269. Porcelain Gallbladder Porcelain gallbladder is usually diagnosed on abdominal imaging showing a
calcified rim in the gallbladder wall with a central bile-filled dark area. It is associated with an increased risk for
gallbladder adenocarcinoma and usually requires cholecystectomy.

270. Small Intestinal Bacterial Overgrowth Small intestinal bacterial overgrowth (SIBO) is characterized by
bloating, flatulence, and watery diarrhea; malabsorption and nutritional deficiencies may also occur. SIBO is a common
complication of gastric bypass procedures. Conditions that alter intestinal motility (e.g. systemic sclerosis, diabetes
mellitus), anatomy (e.g. strictures), or gastric/pancreatic secretions (e.g. atrophic gastritis, chronic pancreatitis) also
predispose to SIBO.

271. Zollinger-Ellison Syndrome Gastrinoma (Zollinger-Ellison syndrome) should be suspected in patients


with multiple stomach ulcers and thickened gastric folds on endoscopy. The diagnosis is strongly suggested by a fasting
serum gastrin level > 1000 pg/mL. Patients with nondiagnostic serum gastrin levels should be evaluated with a secretin
stimulation test.
272. Diverticular Disease Colovesical fistula is most commonly due to diverticular disease and presents
with pneumaturia, fecaluria, or findings consistent with urinary tract infection. Abdominal CT scan with oral or rectal (not
intravenous) contrast can confirm the diagnosis by showing contrast material in the bladder with thickened colonic and
vesicular walls.
273. Diverticular Disease CT-guided percutaneous drainage is recommended for complicated diverticulitis
with abscess formation. Surgical drainage can be attempted if percutaneous drainage fails.

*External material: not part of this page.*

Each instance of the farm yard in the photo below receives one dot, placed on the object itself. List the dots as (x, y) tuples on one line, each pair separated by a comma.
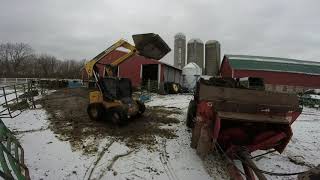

274. Psoas Abscess Psoas abscess commonly presents subacutely with fever and lower abdominal or flank
pain radiating to the groin. The ‘psoas sign', abdominal pain with hip extension, can often be detected on examination.
CT scans are required to confirm the diagnosis, and drainage with antibiotics is the mainstay of therapy.

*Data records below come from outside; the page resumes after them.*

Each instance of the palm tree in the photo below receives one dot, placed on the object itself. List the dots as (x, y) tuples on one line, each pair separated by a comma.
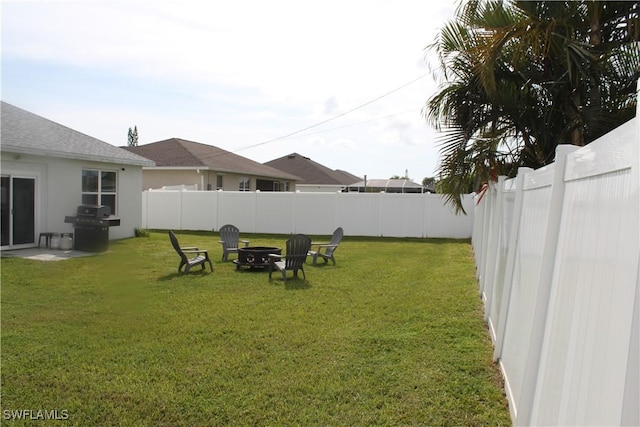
[(522, 77)]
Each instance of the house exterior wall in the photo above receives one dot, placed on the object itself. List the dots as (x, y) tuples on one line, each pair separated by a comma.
[(58, 191)]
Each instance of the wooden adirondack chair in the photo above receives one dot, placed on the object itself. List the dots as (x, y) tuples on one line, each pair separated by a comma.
[(295, 256), (326, 250), (201, 256)]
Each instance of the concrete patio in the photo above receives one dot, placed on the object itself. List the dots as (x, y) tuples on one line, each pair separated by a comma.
[(44, 254)]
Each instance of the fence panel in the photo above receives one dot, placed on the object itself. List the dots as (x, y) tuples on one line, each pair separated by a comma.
[(274, 213), (199, 211), (370, 214), (360, 213), (567, 326), (589, 325)]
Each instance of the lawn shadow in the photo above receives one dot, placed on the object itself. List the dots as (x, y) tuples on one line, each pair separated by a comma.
[(296, 284), (172, 276)]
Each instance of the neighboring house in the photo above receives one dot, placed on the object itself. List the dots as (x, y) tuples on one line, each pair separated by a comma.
[(48, 170), (187, 163), (387, 185), (314, 176)]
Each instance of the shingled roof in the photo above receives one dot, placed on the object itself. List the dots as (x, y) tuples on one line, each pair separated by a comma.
[(312, 172), (23, 132), (176, 152)]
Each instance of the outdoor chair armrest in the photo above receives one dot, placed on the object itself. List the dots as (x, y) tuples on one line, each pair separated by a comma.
[(326, 245), (194, 251)]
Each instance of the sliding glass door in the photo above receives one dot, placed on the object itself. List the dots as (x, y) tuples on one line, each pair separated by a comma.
[(18, 211)]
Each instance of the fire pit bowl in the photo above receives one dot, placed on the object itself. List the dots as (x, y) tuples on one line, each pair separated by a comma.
[(255, 256)]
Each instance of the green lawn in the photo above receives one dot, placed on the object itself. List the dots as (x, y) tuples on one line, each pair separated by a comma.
[(392, 335)]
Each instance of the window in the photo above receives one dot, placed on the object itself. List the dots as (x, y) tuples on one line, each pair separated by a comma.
[(244, 184), (99, 188)]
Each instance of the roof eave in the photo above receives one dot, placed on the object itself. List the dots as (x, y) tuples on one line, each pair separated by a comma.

275. Paralytic Ileus Ileus is commonly due to abdominal surgery but can also be seen in
retroperitoneal/abdominal hemorrhage, intra-abdominal inflammation (e.g. pancreatitis), intestinal ischemia, and
electrolyte abnormalities. Signs and symptoms include nausea, vomiting, abdominal distension, obstipation, and
hypoactive or absent bowel sounds. Abdominal radiography classically reveals uniformly distended, gas-filled loops of
both the small and the large intestines.

276. Perforated Viscus Sudden-onset, severe abdominal pain with peritonitis and subdiaphragmatic free
air on upright chest x-ray is a classic presentation of perforated viscus (e.g. perforated peptic ulcer).

277. Appendicitis The evaluation of patients with suspected appendicitis (e.g. modified Alvarado score > 4)
now includes imaging, which can visualize the appendix (e.g. normal vs nonperforated or perforated appendicitis) and
direct management. CT scan of the abdomen and pelvis is the recommended imaging study in nonpregnant adults.

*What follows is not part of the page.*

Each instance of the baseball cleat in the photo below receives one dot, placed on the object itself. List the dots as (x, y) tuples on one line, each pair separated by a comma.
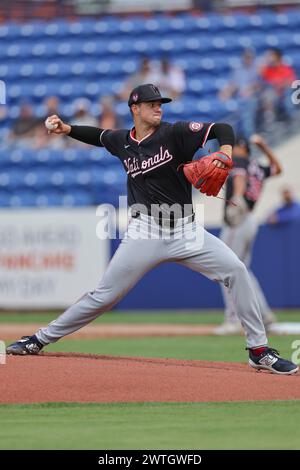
[(25, 345), (269, 359)]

278. Gilbert Syndrome Gilbert syndrome, the most common inherited disorder of bilirubin
glucuronidation, is characterized by recurrent episodes of mild jaundice precipitated by stressors (e.g. infection, fasting,
vigorous exercise, surgery). With the exception of elevated unconjugated bilirubin, liver function test results and
complete blood counts are normal.

279. Gallstone Disease Sphincter of Oddi dysfunction is a functional biliary disorder due to dyskinesia or
stenosis of the sphincter of Oddi. Patients experience recurrent, episodic pain in the right upper quadrant or epigastric
region, with corresponding elevations in aminotransferases and alkaline phosphatase. Opioid analgesics (e.g. morphine)
may cause sphincter contraction and precipitate symptoms.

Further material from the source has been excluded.